Blackpool have soon caught the mood. Already the club's chairman, Karl Oyston, has resigned having previously condemned the activities of some agents as he tried to sign players to strengthen the squad. "I expected the landscape to be a lot different and the way that people behaved to be a lot different," he said. No Toto, I don't think we're in Kansas any more.
As to mad worlds, the Premier League does seem determined to exist on another planet. How sane is it, for example, that one of the reasons for writing off Blackpool's chances of staying up, apart from the fact that they will not be playing Wigan every Saturday, is their insistence that none of their players will be paid more than £10,000 a week. Makes sense. No point in bankrupting the club in a probably vain attempt to buy safety. Only in the Premier League would this be regarded as a pauper's wage, which says more about the league than it does about Blackpool.
And still the foreign tycoons march on into English football's hinterland. Ahsan Ali Syed, a Bahrain-based Indian billionaire, is willing to pay £300m for Blackburn (the football club, not the town) and is already talking about another Real Madrid at Ewood Park. If everyone who has wanted to recreate Real in England actually did so the Premier League would now be up to its eyes in all-white lookalikes, but somehow it never seems to happen.

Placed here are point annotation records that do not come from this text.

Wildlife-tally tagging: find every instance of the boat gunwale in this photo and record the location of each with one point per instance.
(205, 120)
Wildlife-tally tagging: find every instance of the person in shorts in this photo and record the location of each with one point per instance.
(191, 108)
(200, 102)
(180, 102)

Blackburn supporters would probably settle for revisiting the Rovers of the mid-90s. Syed is ready to give Sam Allardyce £100m to spend, which might send a tremor of anticipation through Africa but would hardly be enough to buy any reincarnations of Alan Shearer, Chris Sutton or Colin Hendry who had not already been signed by Manchester City.

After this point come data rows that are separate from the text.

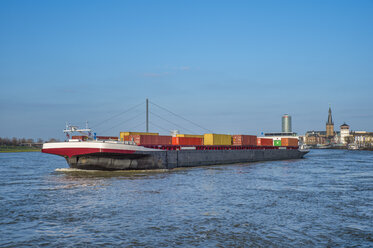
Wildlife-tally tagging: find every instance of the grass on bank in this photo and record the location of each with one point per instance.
(18, 149)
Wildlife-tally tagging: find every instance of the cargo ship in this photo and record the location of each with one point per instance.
(146, 151)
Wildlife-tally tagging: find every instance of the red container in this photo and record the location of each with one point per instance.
(289, 142)
(143, 140)
(107, 137)
(264, 142)
(79, 137)
(244, 140)
(187, 141)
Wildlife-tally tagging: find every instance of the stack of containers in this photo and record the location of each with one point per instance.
(122, 135)
(107, 138)
(212, 139)
(289, 141)
(189, 136)
(187, 141)
(276, 141)
(264, 142)
(79, 137)
(142, 140)
(244, 140)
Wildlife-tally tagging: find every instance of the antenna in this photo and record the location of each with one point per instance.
(147, 115)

Sir Alex Ferguson did not mention City this week when he talked about the "kamikaze" spending of some Premier League clubs and only time will decide whether or not they fit the bill.
Should City score a few hits on the flight deck of Old Trafford's ambitions they will be able to boast of squillions well spent. The value for money of a transfer fee, great or small, can only be judged in retrospect.
The £3.5m Fergie paid Nantes for Eric Djemba-Djemba in the summer of 2003 seems trifling now but appeared an extravagance then once the Cameroon midfielder showed what he could, or rather couldn't, do.
Ferguson has raised a few eyebrows, critical eyebrows, by admitting that he had signed a young Portuguese striker, Bébé, from Vitória Guimarães for £7.4m without having seen him play. What could the Manchester United manager be thinking of? Actually he was trusting his scouting system, much as Bill Shankly kept faith with his Liverpool spies when he bought a 20-year-old midfielder from Scunthorpe in 1971, sight unseen. Some bloke called Kevin Keegan.
Holloway wonders why every triviality has become so important. Part of it is due to the Premier League's success in selling itself, helped by Sky's big drum. Nothing wrong with that. Phineas T Barnum did not get where he was by placing small ads in the Philadelphia Inquirer. At the same time it is hard to avoid the feeling that football really isstarting to share Shankly's belief that it is more important a matter than life or death.
Blackpool could do worse than remind the game of a time 71 years ago when they led the league after winning their opening three matches, against Huddersfield, Brentford and Wolves. Sheffield United and Arsenal were a point behind, Liverpool one further back. An intriguing season lay ahead. Then Hitler invaded Poland.